Hi, my name is Dr. Eileen O'Reilly. I am going to discuss the current status of immunotherapy in pancreatic cancer. Many immune strategies have been investigated in pancreas cancer, and today, there has not been a robust signal, but there are certainly early hints. For example, checkpoint inhibitors have been evaluated as single agents, both PD-1 agents, PDL-1 agents, and anti-CTLA-4, and we have some data showing that in a small number of patients, responses are evident. More recently, it has been apparent that MSI-high tumors which probably account for about 1%, maybe 2%, of people with pancreas cancer are a small but important subgroup to identify where there may be a robust signal to an immune therapy. Pembrolizumab has been recently FDA approved for MSI-high tumors, but it is agnostic of tumor type. From the GI perspective, the cancer that we would think of would be colorectal cancer, certainly cholangiocarcinoma, esophagogastric malignancies in terms of frequency of MSI-high, and then pancreas cancer has a small, small subset that needs to be identified. Thus far, it appears that this is overly represented by HNPCC (Hereditary Non-Polyposis Colorectal Cancer) or Lynch individuals who have pancreas cancer where they have a high mutation burden and potential for response to immune checkpoint inhibitors, so a small but important subset.

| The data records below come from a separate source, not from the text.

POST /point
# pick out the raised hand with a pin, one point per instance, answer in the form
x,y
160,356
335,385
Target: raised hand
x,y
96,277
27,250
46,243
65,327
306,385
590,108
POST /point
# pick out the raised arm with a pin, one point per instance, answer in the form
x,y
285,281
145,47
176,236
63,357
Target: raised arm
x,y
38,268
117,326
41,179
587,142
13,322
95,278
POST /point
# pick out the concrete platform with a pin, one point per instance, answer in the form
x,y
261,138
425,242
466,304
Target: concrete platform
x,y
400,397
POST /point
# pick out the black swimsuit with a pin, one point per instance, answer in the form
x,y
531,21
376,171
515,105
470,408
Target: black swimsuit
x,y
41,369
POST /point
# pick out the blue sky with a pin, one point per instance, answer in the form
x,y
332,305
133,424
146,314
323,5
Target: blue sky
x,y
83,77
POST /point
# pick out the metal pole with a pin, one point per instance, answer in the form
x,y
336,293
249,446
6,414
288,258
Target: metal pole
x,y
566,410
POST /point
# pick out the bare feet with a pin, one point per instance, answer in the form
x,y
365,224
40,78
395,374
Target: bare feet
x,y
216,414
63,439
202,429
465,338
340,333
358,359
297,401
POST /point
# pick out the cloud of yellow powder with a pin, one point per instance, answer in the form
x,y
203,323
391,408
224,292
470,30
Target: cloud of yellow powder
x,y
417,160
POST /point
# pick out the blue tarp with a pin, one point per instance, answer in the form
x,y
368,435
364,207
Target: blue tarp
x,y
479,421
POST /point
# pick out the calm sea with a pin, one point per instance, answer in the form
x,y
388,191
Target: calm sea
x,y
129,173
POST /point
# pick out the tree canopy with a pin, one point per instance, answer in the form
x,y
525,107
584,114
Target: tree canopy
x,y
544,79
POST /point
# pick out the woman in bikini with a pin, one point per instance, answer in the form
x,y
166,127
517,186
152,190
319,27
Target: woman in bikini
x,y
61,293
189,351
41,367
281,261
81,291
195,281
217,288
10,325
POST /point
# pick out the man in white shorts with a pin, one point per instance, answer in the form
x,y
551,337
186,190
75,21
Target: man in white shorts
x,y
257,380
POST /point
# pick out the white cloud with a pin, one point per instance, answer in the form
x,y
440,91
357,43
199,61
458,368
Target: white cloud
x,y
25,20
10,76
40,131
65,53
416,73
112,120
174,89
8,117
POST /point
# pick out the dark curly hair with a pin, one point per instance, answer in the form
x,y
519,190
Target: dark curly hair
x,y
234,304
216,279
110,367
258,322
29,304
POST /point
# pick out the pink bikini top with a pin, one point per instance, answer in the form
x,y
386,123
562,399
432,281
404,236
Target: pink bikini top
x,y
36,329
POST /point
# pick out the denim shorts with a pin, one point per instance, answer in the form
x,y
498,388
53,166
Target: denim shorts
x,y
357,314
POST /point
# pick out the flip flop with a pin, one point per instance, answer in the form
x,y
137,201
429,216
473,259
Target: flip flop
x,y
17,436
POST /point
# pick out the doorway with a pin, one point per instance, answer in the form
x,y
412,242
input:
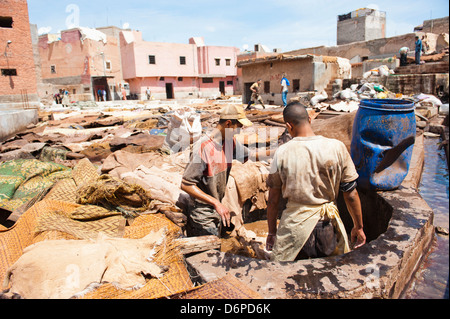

What else is happening with regard to immune therapy? Single agents, in terms of checkpoints outside the MSI‑high setting, for the most part are not cutting it, and the focus has been on developing combination strategies; for example, combining two checkpoint inhibitors together. There are a number of studies that have been completed and yet to be reported in pancreas cancer combining, for example, a checkpoint inhibitor and a vaccine using radiation as an immune modulator combined with a checkpoint. Perhaps a strategy that may have some traction, but again we are awaiting data, is combining cytotoxic therapy and immune therapy in pancreas cancer, recognizing now that there is a precedent in non‑small cell lung cancer for the strategy and for pancreas cancer where we are heavily reliant on the value of cytotoxic therapies for disease control. This particular approach may be relevant moving forward. There are a lot of targets; to give examples of some that are in development in the immune setting, CD40 modulating the microenvironment using vitamin D modulation, pegylated PEGPH20 an enzyme that degrades hyaluronan that may also have some immune properties and is being looked at in combination with checkpoints.
Where do we see an immunotherapy setting in pancreatic cancer? Well, I think there is yet to be an established niche, but a possible context might be in a maintenance setting after disease has been debulked, and symptoms stabilized that may be a setting or possibly in a locally advanced disease context, after again initial disease control has been maintained and has more maintenance strategy for going forward. I think the excitement is that there is a lot happening. There are a lot of studies underway, and while as yet, we have not made the inroads with immunotherapies that are evident in other major solid organ malignancies, there is certainly hope that, with an increased focus on understanding the tumor microenvironment and the immune biology, that we may begin to see some strategies for moving forward in this setting in pancreas cancer.